There is high-quality evidence that all of the licensed forms of NRT (gum, transdermal patch, nasal spray, inhalator and sublingual tablets/lozenges) can help people who make a quit attempt to increase their chances of successfully stopping smoking. NRTs increase the rate of quitting by 50% to 60%, regardless of setting, and further research is very unlikely to change our confidence in the estimate of the effect. The relative effectiveness of NRT appears to be largely independent of the intensity of additional support provided to the individual. Provision of more intense levels of support, although beneficial in facilitating the likelihood of quitting, is not essential to the success of NRT. NRT often causes minor irritation of the site through which it is administered, and in rare cases can cause non-ischaemic chest pain and palpitations.
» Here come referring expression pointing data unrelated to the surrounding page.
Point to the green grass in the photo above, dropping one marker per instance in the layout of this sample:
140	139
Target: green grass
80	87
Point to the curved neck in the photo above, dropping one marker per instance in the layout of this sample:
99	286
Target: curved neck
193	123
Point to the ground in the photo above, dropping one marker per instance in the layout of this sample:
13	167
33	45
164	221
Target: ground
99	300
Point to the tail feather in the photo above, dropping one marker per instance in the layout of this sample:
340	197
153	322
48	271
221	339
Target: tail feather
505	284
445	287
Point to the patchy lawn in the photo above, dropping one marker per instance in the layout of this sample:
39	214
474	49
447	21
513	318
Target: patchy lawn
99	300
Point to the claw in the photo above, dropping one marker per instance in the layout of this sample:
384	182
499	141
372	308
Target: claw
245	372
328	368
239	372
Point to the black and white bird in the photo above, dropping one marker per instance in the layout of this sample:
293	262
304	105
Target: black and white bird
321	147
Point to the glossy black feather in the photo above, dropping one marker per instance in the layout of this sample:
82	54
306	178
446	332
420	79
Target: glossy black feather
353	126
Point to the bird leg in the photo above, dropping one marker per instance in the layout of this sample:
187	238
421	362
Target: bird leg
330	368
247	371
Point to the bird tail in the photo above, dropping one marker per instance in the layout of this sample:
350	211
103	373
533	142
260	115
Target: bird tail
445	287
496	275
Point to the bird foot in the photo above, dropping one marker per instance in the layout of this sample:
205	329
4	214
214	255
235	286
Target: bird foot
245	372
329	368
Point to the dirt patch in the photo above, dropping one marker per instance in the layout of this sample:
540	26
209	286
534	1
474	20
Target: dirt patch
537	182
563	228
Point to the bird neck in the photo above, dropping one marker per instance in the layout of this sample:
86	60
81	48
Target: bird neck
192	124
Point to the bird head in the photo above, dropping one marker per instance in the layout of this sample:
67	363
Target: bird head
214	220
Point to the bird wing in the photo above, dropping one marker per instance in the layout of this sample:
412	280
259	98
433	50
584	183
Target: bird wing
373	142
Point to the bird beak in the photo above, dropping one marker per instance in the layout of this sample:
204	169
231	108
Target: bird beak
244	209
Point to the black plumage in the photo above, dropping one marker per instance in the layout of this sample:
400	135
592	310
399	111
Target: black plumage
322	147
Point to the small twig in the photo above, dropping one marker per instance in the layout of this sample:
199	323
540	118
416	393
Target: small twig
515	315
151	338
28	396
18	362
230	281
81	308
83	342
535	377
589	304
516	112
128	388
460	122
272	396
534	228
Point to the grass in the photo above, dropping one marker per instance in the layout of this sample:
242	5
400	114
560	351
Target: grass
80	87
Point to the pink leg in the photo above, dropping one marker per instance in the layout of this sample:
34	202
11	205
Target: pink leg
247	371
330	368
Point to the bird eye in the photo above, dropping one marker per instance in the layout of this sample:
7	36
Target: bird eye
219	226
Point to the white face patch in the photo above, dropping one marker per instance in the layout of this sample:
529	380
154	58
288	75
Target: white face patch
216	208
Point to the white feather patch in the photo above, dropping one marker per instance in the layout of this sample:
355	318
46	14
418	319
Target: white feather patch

Nicotine replacement therapy (NRT) aims to temporarily replace much of the nicotine from cigarettes to reduce motivation to smoke and nicotine withdrawal symptoms, thus easing the transition from cigarette smoking to complete abstinence.
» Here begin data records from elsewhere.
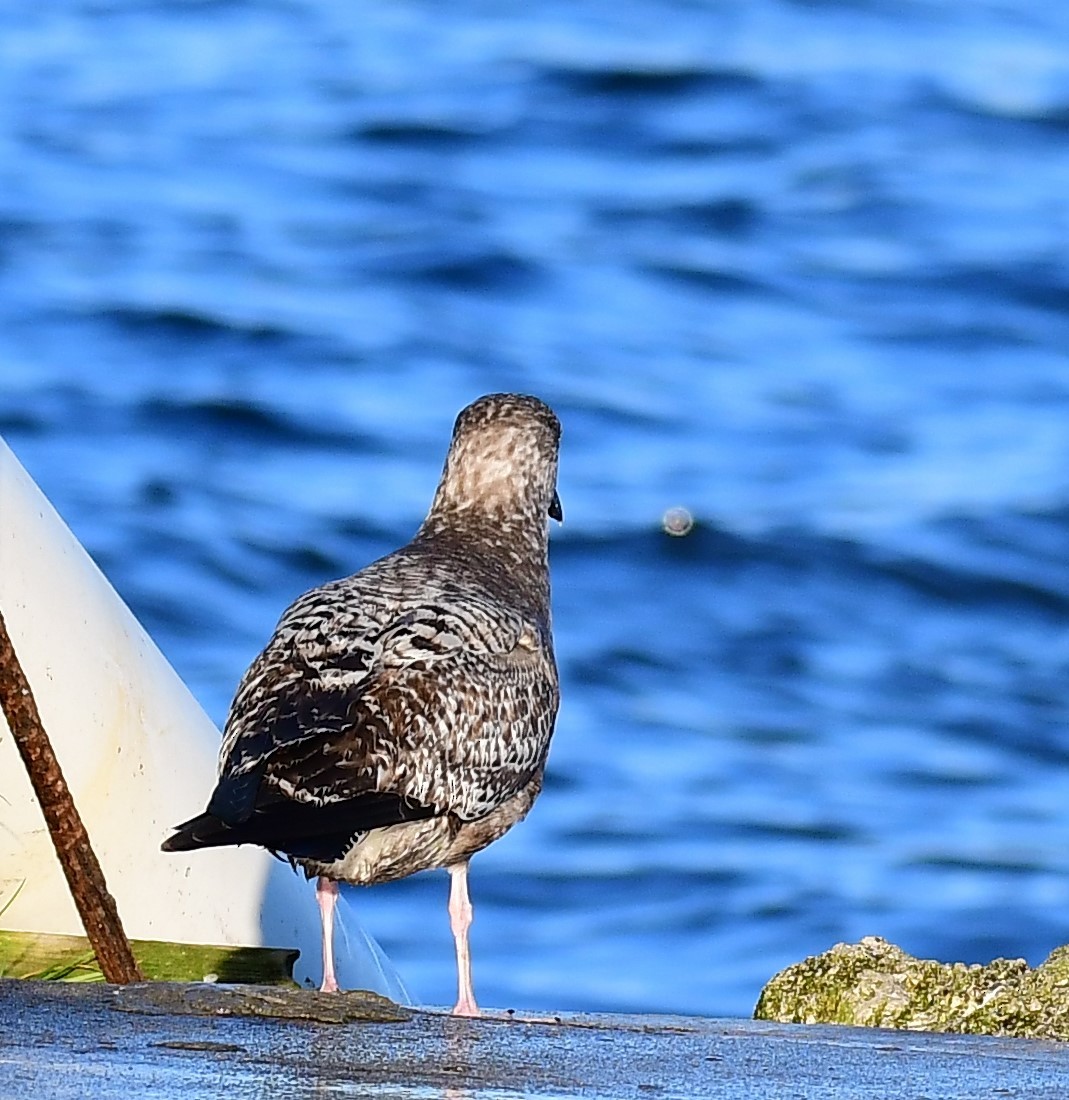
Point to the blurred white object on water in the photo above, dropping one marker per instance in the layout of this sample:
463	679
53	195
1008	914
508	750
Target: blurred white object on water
139	755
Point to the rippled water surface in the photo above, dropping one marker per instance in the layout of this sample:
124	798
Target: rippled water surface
799	268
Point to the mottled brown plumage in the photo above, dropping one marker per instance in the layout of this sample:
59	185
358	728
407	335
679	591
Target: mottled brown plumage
399	718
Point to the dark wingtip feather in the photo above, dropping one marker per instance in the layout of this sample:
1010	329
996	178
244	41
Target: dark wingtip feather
204	832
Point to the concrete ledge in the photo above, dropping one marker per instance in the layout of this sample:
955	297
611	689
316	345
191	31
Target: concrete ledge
152	1042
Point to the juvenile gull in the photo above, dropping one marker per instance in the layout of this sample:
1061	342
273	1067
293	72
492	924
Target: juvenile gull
398	719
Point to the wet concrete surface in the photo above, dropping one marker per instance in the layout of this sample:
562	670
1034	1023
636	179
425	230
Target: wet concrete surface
158	1041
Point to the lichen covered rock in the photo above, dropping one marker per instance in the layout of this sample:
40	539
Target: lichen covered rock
874	983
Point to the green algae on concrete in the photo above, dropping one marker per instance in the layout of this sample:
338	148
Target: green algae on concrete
874	983
70	958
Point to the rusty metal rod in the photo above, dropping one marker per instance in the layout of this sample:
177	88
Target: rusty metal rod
96	906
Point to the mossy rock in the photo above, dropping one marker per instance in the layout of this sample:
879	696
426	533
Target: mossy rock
874	983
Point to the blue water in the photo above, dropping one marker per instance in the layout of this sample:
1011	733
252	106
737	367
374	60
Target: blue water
796	267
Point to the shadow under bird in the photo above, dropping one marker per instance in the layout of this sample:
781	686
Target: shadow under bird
398	719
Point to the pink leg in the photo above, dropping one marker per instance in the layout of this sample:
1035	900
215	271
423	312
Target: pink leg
460	921
327	895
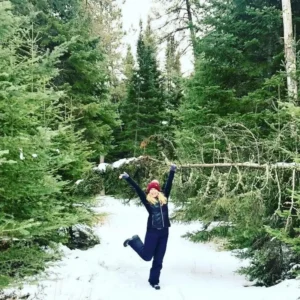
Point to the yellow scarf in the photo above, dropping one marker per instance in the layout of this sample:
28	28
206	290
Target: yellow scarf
161	199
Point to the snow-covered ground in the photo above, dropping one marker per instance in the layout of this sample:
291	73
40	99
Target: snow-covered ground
111	272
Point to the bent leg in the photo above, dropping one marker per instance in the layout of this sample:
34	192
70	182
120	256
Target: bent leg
145	251
158	259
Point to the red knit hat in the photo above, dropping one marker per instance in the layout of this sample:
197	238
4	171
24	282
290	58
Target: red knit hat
153	185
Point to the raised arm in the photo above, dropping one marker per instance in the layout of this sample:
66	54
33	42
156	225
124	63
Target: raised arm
138	190
169	182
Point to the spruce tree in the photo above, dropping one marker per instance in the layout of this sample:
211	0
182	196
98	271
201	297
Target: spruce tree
83	67
37	145
143	111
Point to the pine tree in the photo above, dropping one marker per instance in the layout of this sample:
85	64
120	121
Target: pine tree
143	111
83	68
35	201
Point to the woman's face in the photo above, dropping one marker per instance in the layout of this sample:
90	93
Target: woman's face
153	193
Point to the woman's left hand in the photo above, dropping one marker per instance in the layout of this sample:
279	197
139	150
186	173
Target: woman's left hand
173	167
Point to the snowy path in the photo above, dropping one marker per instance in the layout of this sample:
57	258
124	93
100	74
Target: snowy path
111	272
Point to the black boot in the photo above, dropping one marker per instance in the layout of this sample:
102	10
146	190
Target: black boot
155	286
126	242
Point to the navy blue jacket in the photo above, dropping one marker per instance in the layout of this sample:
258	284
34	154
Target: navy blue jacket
158	214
To determine the effectiveness and safety of nicotine replacement therapy (NRT), including gum, transdermal patch, intranasal spray and inhaled and oral preparations, for achieving long-term smoking cessation, compared to placebo or 'no NRT' interventions.
We searched the Cochrane Tobacco Addiction Group trials register for papers mentioning 'NRT' or any type of nicotine replacement therapy in the title, abstract or keywords. Date of most recent search is July 2017.
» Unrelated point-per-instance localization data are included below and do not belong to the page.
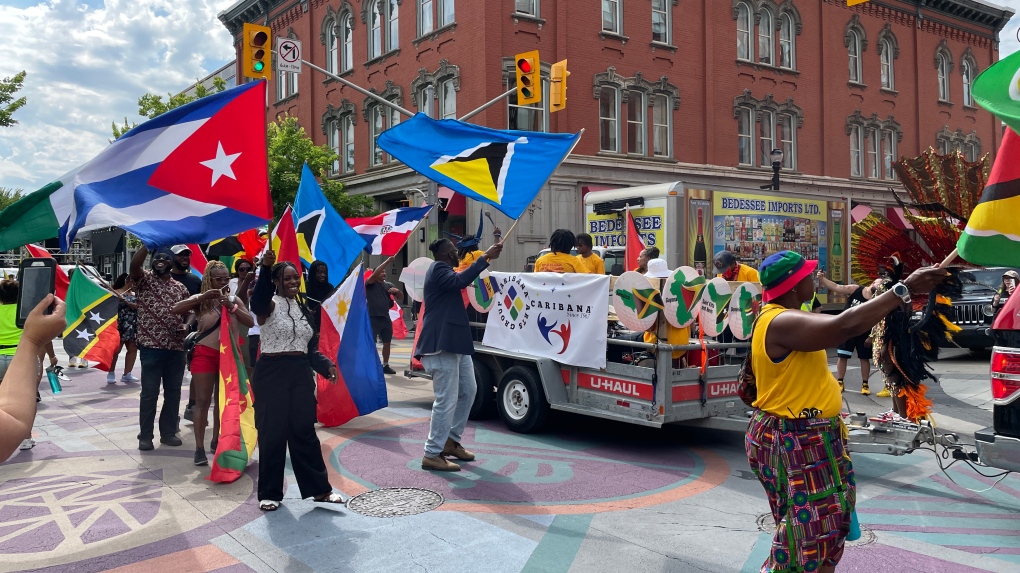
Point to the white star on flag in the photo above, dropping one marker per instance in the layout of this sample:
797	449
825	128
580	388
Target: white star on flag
220	164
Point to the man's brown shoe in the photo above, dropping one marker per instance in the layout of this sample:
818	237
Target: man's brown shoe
457	451
439	463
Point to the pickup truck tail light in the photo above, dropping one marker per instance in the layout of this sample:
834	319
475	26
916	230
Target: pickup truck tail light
1005	372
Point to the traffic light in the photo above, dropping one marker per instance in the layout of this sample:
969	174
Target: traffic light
558	86
528	77
257	55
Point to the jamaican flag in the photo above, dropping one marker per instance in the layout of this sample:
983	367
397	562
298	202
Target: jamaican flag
237	422
92	322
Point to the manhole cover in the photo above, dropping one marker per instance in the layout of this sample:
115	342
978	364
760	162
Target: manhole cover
766	524
395	502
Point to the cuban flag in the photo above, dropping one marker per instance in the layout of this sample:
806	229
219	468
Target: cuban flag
346	336
386	233
193	174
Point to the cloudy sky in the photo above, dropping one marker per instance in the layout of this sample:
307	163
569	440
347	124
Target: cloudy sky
89	61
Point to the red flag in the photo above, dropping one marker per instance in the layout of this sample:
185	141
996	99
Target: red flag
61	280
634	244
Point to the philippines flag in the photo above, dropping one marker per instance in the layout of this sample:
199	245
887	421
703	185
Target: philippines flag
346	335
193	174
387	232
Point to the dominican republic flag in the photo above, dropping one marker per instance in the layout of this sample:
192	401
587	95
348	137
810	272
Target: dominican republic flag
193	174
61	280
387	232
346	336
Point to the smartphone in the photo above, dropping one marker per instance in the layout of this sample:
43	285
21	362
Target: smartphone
36	278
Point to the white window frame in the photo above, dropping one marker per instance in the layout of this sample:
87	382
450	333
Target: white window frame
766	133
856	151
346	43
967	80
744	17
528	7
662	105
942	68
746	114
887	64
613	9
663	11
612	121
854	57
766	38
425	21
787	38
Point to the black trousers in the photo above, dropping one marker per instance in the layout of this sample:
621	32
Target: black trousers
160	368
285	418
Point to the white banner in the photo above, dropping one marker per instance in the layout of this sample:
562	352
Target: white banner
557	316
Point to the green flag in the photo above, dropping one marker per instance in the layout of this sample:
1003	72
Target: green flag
997	90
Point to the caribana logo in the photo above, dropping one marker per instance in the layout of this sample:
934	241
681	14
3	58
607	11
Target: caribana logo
516	301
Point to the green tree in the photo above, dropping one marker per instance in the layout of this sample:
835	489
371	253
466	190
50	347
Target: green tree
152	105
9	196
8	105
289	148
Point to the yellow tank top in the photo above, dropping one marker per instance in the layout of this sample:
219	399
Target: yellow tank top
800	385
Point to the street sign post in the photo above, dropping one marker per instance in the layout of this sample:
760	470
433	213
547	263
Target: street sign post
289	55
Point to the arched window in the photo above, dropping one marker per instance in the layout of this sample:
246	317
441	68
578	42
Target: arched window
942	67
346	44
744	29
854	53
885	55
787	48
765	40
968	75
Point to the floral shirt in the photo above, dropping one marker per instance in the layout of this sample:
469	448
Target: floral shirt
157	326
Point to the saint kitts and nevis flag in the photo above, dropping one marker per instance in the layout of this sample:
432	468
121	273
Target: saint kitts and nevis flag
237	405
992	233
504	168
193	174
346	337
92	332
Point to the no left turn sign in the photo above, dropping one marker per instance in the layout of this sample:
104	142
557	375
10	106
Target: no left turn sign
289	55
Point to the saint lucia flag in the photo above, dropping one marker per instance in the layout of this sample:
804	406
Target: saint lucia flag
193	174
503	168
92	332
346	337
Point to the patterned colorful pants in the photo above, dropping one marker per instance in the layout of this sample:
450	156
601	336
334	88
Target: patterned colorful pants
807	473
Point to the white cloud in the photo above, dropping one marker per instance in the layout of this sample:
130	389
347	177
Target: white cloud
88	62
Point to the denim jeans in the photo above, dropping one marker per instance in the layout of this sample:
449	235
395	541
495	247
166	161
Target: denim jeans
453	381
166	368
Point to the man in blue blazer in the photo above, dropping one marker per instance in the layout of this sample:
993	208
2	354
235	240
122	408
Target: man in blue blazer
445	348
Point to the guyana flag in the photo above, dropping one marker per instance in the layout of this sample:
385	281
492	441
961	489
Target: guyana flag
92	322
237	421
992	233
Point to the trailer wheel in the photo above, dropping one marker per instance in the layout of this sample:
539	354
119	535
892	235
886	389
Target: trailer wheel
485	399
521	400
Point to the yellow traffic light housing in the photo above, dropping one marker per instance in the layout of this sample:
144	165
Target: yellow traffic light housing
558	86
257	55
528	77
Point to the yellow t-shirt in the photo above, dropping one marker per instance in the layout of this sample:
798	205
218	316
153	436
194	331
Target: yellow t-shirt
745	273
593	264
674	335
468	260
800	385
558	262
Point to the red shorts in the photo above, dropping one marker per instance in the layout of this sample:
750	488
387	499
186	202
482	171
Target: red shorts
205	360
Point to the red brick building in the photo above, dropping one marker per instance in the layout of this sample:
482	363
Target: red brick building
666	90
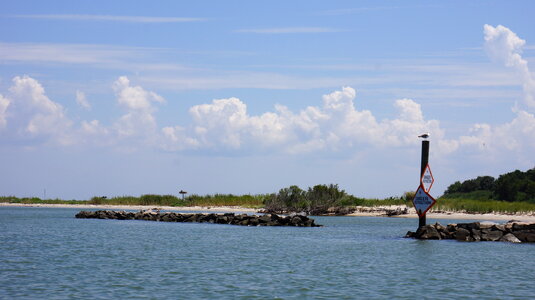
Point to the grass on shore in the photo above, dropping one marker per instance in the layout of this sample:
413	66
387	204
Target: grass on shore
475	204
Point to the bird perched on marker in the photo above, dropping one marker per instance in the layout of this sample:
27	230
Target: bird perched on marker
424	136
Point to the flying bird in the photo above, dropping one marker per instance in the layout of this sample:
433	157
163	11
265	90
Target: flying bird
424	136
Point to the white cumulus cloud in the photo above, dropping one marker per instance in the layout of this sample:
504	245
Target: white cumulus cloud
31	114
4	103
335	126
504	46
139	119
82	101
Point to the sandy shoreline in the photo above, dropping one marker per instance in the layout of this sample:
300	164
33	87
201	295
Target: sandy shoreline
140	207
372	212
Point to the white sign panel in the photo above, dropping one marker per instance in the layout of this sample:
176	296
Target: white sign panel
427	179
422	201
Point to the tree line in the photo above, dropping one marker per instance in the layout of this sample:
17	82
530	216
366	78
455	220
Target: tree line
516	186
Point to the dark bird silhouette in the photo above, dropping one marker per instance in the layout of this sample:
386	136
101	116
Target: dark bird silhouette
424	136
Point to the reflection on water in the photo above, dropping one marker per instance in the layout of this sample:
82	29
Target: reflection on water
47	253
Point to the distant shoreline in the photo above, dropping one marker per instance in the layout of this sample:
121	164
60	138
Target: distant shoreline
375	212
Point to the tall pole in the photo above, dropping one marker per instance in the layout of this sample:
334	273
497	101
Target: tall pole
425	160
Randomized trials in people motivated to quit which compared NRT to placebo or to no treatment. We excluded trials that did not report cessation rates, and those with follow-up of less than six months. We recorded adverse events from included and excluded studies that compared NRT with placebo. Studies comparing different types, durations, and doses of NRT, and studies comparing NRT to other pharmacotherapies, are covered in separate reviews.
Screening, data extraction and 'Risk of bias' assessment followed standard Cochrane methods. The main outcome measure was abstinence from smoking after at least six months of follow-up. We used the most rigorous definition of abstinence for each trial, and biochemically validated rates if available. We calculated the risk ratio (RR) for each study. Where appropriate, we performed meta-analysis using a Mantel-Haenszel fixed-effect model.
We identified 136 studies; 133 with 64,640 participants contributed to the primary comparison between any type of NRT and a placebo or non-NRT control group. The majority of studies were conducted in adults and had similar numbers of men and women. People enrolled in the studies typically smoked at least 15 cigarettes a day at the start of the studies. We judged the evidence to be of high quality; we judged most studies to be at high or unclear risk of bias but restricting the analysis to only those studies at low risk of bias did not significantly alter the result. The RR of abstinence for any form of NRT relative to control was 1.55 (95% confidence interval (CI) 1.49 to 1.61). The pooled RRs for each type were 1.49 (95% CI 1.40 to 1.60, 56 trials, 22,581 participants) for nicotine gum; 1.64 (95% CI 1.53 to 1.75, 51 trials, 25,754 participants) for nicotine patch; 1.52 (95% CI 1.32 to 1.74, 8 trials, 4439 participants) for oral tablets/lozenges; 1.90 (95% CI 1.36 to 2.67, 4 trials, 976 participants) for nicotine inhalator; and 2.02 (95% CI 1.49 to 2.73, 4 trials, 887 participants) for nicotine nasal spray. The effects were largely independent of the definition of abstinence, the intensity of additional support provided or the setting in which the NRT was offered. Adverse events from using NRT were related to the type of product, and include skin irritation from patches and irritation to the inside of the mouth from gum and tablets. Attempts to quantitatively synthesize the incidence of various adverse effects were hindered by extensive variation in reporting the nature, timing and duration of symptoms. The odds ratio (OR) of chest pains or palpitations for any form of NRT relative to control was 1.88 (95% CI 1.37 to 2.57, 15 included and excluded trials, 11,074 participants). However, chest pains and palpitations were rare in both groups and serious adverse events were extremely rare.